1Department of Brain Repair and Rehabilitation,Institute of Neurology, University College London, London, United Kingdom, 2Lysholm Department of Neuroradiology, National Hospital for Neurology and Neurosurgery, UCLH NHS Trust, London, United Kingdom, 3Wellcome Centre for Human Neuroimaging, UCL Queen Square Institute of Neurology, London, United Kingdom, 4Leonard Wolfson Experimental Neurology Centre, UCL Queen Square Institute of Neurology, London, United Kingdom

Synopsis

Typical MRI simulators are either based on the signal equations or on the solution to the Bloch equations for each voxel, with appropriate image encoding incorporated. In this work, a novel modular approach to simulate MR sequences, termed quantitative voxel-wise simulator (QVS), is proposed. This simulator employs quantitative parametric maps as inputs, models the evolved MR signal as a multi-dimensional filter output and reconstructs the image by using a voxel-by-voxel modulated k-space approach. As a proof-of-concept, 3D MP-RAGE sequence is simulated and the simulated images are compared with in-vivo data. QVS is designed for multi-centre brain MRI harmonization.

Introduction

An MRI simulator is a software tool that generates realistic multidimensional images according to the physical principles underlying the imaging process, using the known MR tissue properties. Executing MRI sequences with optimum performance requires appropriate and careful setting of numerous sequence parameters and MR simulators are a convenient tool for optimized parameter selection. Here we present a novel simulator that generates realistic human brain images for the 3D MP-RAGE sequence, which is widely used for morphological neuroimaging studies. The novel aspect of this simulator, termed Quantitative Voxel-Wise Simulator (QVS), is that it employs quantitative parametric maps as the input for solving the Bloch equations and a voxel-wise approach for image reconstruction.

Methods

In the proposed simulator, the object is modeled as a discrete set of voxels, with each voxel characterized by a magnetization vector with tissue and sequence specific parameters.
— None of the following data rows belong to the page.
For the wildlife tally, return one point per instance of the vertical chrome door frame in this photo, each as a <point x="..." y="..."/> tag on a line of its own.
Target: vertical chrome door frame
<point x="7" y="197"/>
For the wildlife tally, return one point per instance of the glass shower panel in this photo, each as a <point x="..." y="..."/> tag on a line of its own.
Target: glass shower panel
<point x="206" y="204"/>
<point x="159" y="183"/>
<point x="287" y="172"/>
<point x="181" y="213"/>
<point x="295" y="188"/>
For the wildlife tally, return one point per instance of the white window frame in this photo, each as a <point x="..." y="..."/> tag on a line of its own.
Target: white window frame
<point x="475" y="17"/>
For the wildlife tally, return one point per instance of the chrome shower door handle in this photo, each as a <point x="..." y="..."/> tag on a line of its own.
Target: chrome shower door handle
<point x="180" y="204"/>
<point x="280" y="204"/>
The tissue specific parameters include M0, T1, and T2, and the sequence specific parameters include flip angle (FA), repetition time (TR), etc. Based on this object model, separate electromagnetic field distributions i.e., main magnetic field inhomogenities (∆B0), RF transmit field inhomogenities (B1+) and RF receive field inhomogenities (B1-) corresponding to each voxel can be integrated in the voxel-wise simulation to account for scan dependent effects introduced by the MR image acquisition process. These distributions and the aforementioned tissue specific parameters were measured in volunteers using a multi-parameter mapping (MPM) acquisition.1 Discrete-event Bloch equation simulation was performed based on the MPM data i.e., quantitative T1 map, quantitative proton density (PD) map and the B1+ field map. In the case of 3D MP-RAGE, this magnetization simulation module generated a 3D filter or modulation function2 in response to the excitation and gradients applied during multiple TR. This procedure is depicted in Fig.1. Such filters were calculated for each voxel of the 3D volume. The following approach was taken in order to reconstruct the synthetic MP-RAGE images. Each voxel was individually Fourier transformed to obtain a synthetic k-space per voxel as shown in Fig. 1. Each voxel’s synthetic k-space was then multiplied by its respective filter function, calculated from the Bloch equation simulations. All filtered synthetic k-spaces were added together, and an inverse Fourier transform was applied to reconstruct the full simulated structural image. In order to compare the simulated output with the real data, ADNI33 MP-RAGE images were acquired on a 3T Siemens Prisma using a 64 channel head/neck array coil.

Results

The quantitative R1-weighted map, which was obtained by using the MPM data processing toolbox,4 is shown in Fig. 2. The T1 values (T1=1/R1) and the PD values, calculated for each voxel, were used as input to the sequence (MP-RAGE) specific Bloch equation simulator. B1+ maps were used as input to the simulator to generate the effect of spatially varying flip angle and the bias field expected from the array coil on the simulated filter function. All sequence parameters for simulation were set according to the ADNI3 MP-RAGE parameters, excluding the parallel imaging factor.3 A representative slice of the simulated 3D MP-RAGE dataset is shown in Fig. 3. The respective slice from the acquired ADNI3 MP-RAGE image is shown in Fig. 4.

Discussion and Conclusion

The QVS is a novel approach to simulate realistic structural MR images by using quantitative parametric maps as inputs. The simulated MP-RAGE images depict the expected grey-white matter contrast and match well with images acquired in the same volunteers with the same protocol. Both the simulated and acquired images are affected by blurring due to the intrinsic point-spread-function (PSF) of the MP-RAGE acquisition scheme. The MP-RAGE data was obtained with the ‘pre-scan normalise’ filter enabled to remove receive coil sensitivity effects; no filter was applied to the simulated data. Further investigation of the differences between the simulated and acquired images is underway. This simulator architecture has flexibility for incorporating spatially varying noise in the simulated MR images, which can vary with scanner hardware. Moreover, it is a versatile tool to analyze the performance of acquisition acceleration approaches such as parallel imaging or compressed sensing, for any arbitrary k-space undersampling patterns.

Acknowledgements

This research is funded by the Alzheimer's Research United Kingdom (ARUK).

References

1. Weiskopf Nikolaus, Suckling John, Williams Guy, Correia Marta, Inkster Becky, Tait Roger, Ooi Cinly, Bullmore Edward, Lutti Antoine. Quantitative multi-parameter mapping of R1, PD*, MT, and R2* at 3T: a multi-center validation. Frontiers in Neuroscience 2013;7:95.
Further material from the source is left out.